James, age four and a half, sitting on the left in the below photo,1 and his little brother Joey, age three, represent the millions of children in developing countries around the world. These may not be their real names or their real histories, but for these two boys, it is very real that thirteen may be an age they never see. For them and for ten million children a year in developing countries, thirteen is the number of times they are more likely to die within the first five years of2 their lives than children like Kendall and Kamden who are born in industrialized countries. They may also be two of the 29,000 children under the age of five who die today around the world. Or, they may be two of the twenty-one children under the age of five who die each minute, mostly in developing countries, of mainly treatable causes.3
James and Joey live on the other side of the globe from my boys.

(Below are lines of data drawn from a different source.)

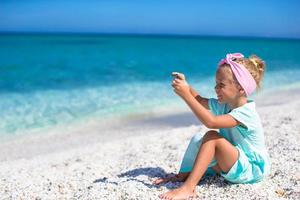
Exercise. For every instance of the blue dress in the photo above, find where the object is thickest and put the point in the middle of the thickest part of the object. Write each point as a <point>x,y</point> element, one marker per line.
<point>253,162</point>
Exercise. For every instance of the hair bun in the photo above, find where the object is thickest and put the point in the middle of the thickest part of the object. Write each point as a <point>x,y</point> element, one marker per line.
<point>259,63</point>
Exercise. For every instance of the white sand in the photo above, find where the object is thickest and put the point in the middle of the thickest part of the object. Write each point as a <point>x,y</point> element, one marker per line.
<point>85,164</point>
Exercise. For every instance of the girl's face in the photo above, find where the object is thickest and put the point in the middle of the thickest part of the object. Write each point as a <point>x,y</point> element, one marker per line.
<point>227,90</point>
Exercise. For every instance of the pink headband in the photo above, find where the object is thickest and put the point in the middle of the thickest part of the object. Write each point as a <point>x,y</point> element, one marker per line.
<point>242,75</point>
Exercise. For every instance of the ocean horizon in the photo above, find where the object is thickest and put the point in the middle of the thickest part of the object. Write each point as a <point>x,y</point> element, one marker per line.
<point>49,80</point>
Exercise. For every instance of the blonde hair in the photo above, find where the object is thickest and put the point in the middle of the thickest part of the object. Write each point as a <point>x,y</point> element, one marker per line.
<point>255,65</point>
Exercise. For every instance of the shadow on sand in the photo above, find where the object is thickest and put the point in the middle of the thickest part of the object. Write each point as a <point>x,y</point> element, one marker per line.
<point>157,172</point>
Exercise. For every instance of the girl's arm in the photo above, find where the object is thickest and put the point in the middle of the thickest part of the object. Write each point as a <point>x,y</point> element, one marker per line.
<point>203,101</point>
<point>206,117</point>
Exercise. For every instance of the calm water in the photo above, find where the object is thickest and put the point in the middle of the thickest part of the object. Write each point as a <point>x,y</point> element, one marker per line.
<point>47,80</point>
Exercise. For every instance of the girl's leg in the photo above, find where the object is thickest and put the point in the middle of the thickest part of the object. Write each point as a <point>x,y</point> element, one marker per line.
<point>213,145</point>
<point>181,176</point>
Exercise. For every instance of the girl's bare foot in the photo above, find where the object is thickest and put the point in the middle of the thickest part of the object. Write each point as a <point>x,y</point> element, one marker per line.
<point>180,193</point>
<point>180,177</point>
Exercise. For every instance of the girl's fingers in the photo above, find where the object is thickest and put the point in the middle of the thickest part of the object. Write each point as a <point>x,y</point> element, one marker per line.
<point>178,75</point>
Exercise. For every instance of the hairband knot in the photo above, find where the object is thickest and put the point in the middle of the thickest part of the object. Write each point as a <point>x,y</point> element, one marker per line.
<point>243,76</point>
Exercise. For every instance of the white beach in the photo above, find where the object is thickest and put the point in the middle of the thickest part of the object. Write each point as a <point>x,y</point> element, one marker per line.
<point>119,160</point>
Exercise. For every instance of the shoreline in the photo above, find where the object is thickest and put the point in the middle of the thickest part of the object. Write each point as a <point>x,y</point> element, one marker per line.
<point>80,165</point>
<point>88,132</point>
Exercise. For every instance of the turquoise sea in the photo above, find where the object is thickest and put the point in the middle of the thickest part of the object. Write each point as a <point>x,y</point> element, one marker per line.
<point>49,80</point>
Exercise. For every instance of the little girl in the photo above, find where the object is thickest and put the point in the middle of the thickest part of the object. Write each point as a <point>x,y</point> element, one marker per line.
<point>237,150</point>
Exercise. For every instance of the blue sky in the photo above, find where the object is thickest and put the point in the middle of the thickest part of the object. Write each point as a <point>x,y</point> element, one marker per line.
<point>259,18</point>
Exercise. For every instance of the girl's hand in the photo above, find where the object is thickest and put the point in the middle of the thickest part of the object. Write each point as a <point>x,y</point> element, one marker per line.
<point>181,87</point>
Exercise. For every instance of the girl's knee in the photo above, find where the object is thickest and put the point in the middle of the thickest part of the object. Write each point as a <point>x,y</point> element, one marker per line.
<point>209,135</point>
<point>196,138</point>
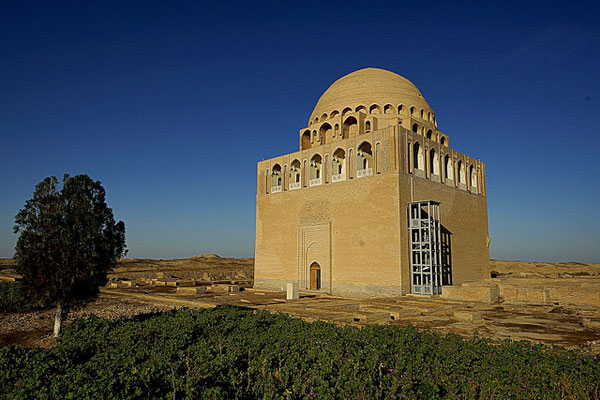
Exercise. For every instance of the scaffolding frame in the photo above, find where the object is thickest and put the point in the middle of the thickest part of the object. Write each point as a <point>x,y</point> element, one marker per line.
<point>425,240</point>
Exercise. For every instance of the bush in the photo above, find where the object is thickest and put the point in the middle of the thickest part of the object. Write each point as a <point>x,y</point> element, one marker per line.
<point>234,353</point>
<point>12,297</point>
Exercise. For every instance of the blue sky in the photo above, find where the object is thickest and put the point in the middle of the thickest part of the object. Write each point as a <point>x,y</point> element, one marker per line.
<point>171,104</point>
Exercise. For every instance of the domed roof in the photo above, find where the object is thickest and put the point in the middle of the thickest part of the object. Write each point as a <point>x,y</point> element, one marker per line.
<point>369,86</point>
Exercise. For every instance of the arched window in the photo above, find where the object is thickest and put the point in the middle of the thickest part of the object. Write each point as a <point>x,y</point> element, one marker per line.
<point>418,161</point>
<point>364,160</point>
<point>473,178</point>
<point>408,155</point>
<point>305,142</point>
<point>374,109</point>
<point>338,165</point>
<point>461,172</point>
<point>351,163</point>
<point>305,174</point>
<point>294,175</point>
<point>449,171</point>
<point>276,179</point>
<point>325,131</point>
<point>267,181</point>
<point>350,127</point>
<point>434,162</point>
<point>378,160</point>
<point>315,170</point>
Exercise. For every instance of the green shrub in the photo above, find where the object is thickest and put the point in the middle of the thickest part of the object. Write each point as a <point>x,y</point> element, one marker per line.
<point>12,297</point>
<point>233,353</point>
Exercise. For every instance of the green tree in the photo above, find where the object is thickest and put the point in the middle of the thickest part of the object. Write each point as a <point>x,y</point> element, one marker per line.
<point>68,242</point>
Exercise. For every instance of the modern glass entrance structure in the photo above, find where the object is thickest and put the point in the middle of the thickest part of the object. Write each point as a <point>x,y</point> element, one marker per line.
<point>424,230</point>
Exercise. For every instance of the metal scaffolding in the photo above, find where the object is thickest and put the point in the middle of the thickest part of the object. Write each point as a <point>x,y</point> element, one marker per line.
<point>424,228</point>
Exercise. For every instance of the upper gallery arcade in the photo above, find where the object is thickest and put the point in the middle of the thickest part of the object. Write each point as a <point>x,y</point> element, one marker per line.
<point>355,106</point>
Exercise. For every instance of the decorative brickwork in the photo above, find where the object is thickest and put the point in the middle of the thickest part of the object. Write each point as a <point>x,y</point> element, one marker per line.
<point>354,231</point>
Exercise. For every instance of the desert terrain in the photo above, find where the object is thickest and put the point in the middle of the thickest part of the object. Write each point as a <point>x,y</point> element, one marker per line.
<point>566,313</point>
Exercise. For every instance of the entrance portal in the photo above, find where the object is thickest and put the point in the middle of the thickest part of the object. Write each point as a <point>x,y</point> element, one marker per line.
<point>315,276</point>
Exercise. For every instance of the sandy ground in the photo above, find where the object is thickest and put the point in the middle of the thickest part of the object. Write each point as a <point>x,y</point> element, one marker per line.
<point>554,324</point>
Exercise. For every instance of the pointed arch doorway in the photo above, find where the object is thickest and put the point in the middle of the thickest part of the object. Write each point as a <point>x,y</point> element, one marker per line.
<point>315,276</point>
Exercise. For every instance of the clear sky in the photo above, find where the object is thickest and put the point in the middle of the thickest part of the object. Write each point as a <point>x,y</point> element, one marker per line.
<point>171,104</point>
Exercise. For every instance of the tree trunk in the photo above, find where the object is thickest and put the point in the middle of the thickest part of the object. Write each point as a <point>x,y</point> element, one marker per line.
<point>58,317</point>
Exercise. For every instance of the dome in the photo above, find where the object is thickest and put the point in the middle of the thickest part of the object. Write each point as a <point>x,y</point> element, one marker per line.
<point>370,86</point>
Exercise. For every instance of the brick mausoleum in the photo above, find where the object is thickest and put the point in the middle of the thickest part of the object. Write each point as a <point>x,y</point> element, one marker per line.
<point>375,203</point>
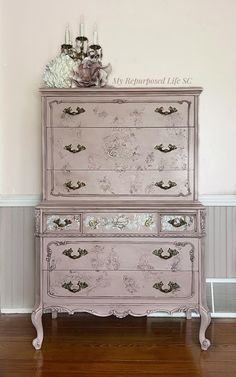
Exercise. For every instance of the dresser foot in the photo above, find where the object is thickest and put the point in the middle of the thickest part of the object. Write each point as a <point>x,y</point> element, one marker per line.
<point>54,314</point>
<point>189,314</point>
<point>205,322</point>
<point>36,318</point>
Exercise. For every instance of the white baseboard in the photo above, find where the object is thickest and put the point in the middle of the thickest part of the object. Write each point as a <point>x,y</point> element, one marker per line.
<point>16,311</point>
<point>19,200</point>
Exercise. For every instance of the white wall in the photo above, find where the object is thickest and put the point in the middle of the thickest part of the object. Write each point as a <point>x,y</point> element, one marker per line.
<point>143,39</point>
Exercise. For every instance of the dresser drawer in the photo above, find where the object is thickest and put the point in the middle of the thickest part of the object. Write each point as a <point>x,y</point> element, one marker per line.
<point>61,223</point>
<point>120,148</point>
<point>166,184</point>
<point>123,255</point>
<point>120,284</point>
<point>120,223</point>
<point>178,223</point>
<point>169,111</point>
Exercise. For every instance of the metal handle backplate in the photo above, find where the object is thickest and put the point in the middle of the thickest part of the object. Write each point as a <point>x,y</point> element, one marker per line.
<point>172,287</point>
<point>177,222</point>
<point>78,149</point>
<point>165,254</point>
<point>161,185</point>
<point>70,286</point>
<point>69,185</point>
<point>80,253</point>
<point>79,110</point>
<point>169,148</point>
<point>62,224</point>
<point>170,110</point>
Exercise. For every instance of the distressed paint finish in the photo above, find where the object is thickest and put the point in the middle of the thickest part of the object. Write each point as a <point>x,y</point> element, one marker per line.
<point>120,149</point>
<point>120,255</point>
<point>120,112</point>
<point>118,284</point>
<point>120,222</point>
<point>102,164</point>
<point>123,183</point>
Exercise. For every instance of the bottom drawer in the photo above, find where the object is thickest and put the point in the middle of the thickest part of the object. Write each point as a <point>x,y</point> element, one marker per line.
<point>119,284</point>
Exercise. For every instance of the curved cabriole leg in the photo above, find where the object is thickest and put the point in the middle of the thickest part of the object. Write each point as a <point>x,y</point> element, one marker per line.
<point>205,322</point>
<point>36,318</point>
<point>54,314</point>
<point>189,314</point>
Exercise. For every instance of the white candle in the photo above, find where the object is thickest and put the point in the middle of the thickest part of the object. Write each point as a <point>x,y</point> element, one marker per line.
<point>95,34</point>
<point>81,26</point>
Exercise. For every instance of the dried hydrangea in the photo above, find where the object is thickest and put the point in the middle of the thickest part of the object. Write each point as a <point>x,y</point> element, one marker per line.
<point>59,72</point>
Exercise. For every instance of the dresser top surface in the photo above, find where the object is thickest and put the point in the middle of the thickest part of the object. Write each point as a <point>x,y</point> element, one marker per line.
<point>125,205</point>
<point>121,91</point>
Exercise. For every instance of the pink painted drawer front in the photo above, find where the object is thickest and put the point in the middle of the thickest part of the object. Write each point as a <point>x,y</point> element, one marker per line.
<point>120,255</point>
<point>120,222</point>
<point>126,284</point>
<point>120,148</point>
<point>177,223</point>
<point>120,112</point>
<point>61,223</point>
<point>165,184</point>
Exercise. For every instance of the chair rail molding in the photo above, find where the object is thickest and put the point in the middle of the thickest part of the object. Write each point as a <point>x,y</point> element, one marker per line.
<point>32,200</point>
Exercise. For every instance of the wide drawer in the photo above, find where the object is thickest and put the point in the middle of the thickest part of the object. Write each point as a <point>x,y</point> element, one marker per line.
<point>166,184</point>
<point>119,222</point>
<point>120,148</point>
<point>69,254</point>
<point>126,284</point>
<point>120,112</point>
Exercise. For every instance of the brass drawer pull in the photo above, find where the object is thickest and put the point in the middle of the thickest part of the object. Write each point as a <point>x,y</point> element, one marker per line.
<point>79,110</point>
<point>69,286</point>
<point>69,253</point>
<point>172,287</point>
<point>78,149</point>
<point>165,187</point>
<point>171,147</point>
<point>161,254</point>
<point>62,224</point>
<point>170,110</point>
<point>177,222</point>
<point>70,186</point>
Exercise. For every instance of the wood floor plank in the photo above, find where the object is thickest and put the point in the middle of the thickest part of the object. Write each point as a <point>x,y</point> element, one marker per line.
<point>88,346</point>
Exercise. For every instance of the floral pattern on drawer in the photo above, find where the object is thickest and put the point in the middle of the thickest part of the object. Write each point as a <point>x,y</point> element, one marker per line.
<point>120,148</point>
<point>72,254</point>
<point>120,223</point>
<point>178,223</point>
<point>121,112</point>
<point>164,184</point>
<point>136,284</point>
<point>58,223</point>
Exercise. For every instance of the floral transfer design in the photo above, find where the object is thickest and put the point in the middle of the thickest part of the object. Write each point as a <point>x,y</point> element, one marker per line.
<point>120,222</point>
<point>58,222</point>
<point>130,284</point>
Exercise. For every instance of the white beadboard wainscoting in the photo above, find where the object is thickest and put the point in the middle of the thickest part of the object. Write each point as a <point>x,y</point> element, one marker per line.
<point>17,254</point>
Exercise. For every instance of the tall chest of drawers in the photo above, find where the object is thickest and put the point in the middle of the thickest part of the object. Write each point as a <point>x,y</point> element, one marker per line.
<point>120,230</point>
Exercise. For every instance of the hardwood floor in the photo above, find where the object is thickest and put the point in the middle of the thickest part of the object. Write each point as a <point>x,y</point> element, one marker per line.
<point>88,346</point>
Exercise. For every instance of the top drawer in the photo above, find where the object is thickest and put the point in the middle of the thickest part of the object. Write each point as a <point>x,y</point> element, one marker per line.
<point>166,111</point>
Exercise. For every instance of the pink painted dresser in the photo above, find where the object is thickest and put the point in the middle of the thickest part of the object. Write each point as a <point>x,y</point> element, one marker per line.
<point>120,230</point>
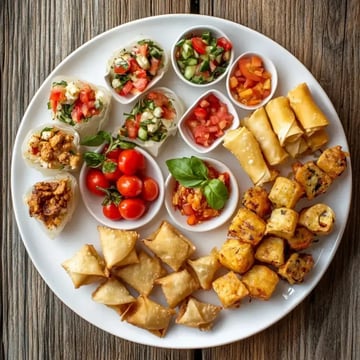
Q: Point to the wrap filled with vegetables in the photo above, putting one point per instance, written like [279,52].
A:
[52,148]
[79,104]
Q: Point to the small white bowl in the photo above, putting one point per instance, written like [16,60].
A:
[153,147]
[93,202]
[131,97]
[198,31]
[226,213]
[269,66]
[188,136]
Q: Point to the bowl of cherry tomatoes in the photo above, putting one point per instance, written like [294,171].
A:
[251,81]
[121,188]
[204,124]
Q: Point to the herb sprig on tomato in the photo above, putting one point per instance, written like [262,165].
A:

Their lives, their communities, their families, and their futures are vastly different than Kendall’s and Kamden’s. How can they buck the system and change their relationship to the number thirteen? How can they look at the number five, the number twenty-one, and the number 29,000 and set out to prove that a number is only what you make of it?
The United Nations hopes to make this possible for James and Joey through the success of the Fourth Millennium Development Goal (MDG4). One hundred and ninety-two United Nations member states and at least twenty-three international organizations have agreed to achieve this goal and seven other Millennium Development Goals (MDGs), begun in 1990, by the year 2015.4
The fourth MDG’s target is to reduce by two-thirds the number of deaths in children under the age of five by 2015.5 In 1990, the number of deaths per 1,000 live births was 93. The 2015 target number is 31 out of 1,000. As of 2008, the number of deaths per 1,000 live births is 65.6 Five years remain to reduce the current number by more than half.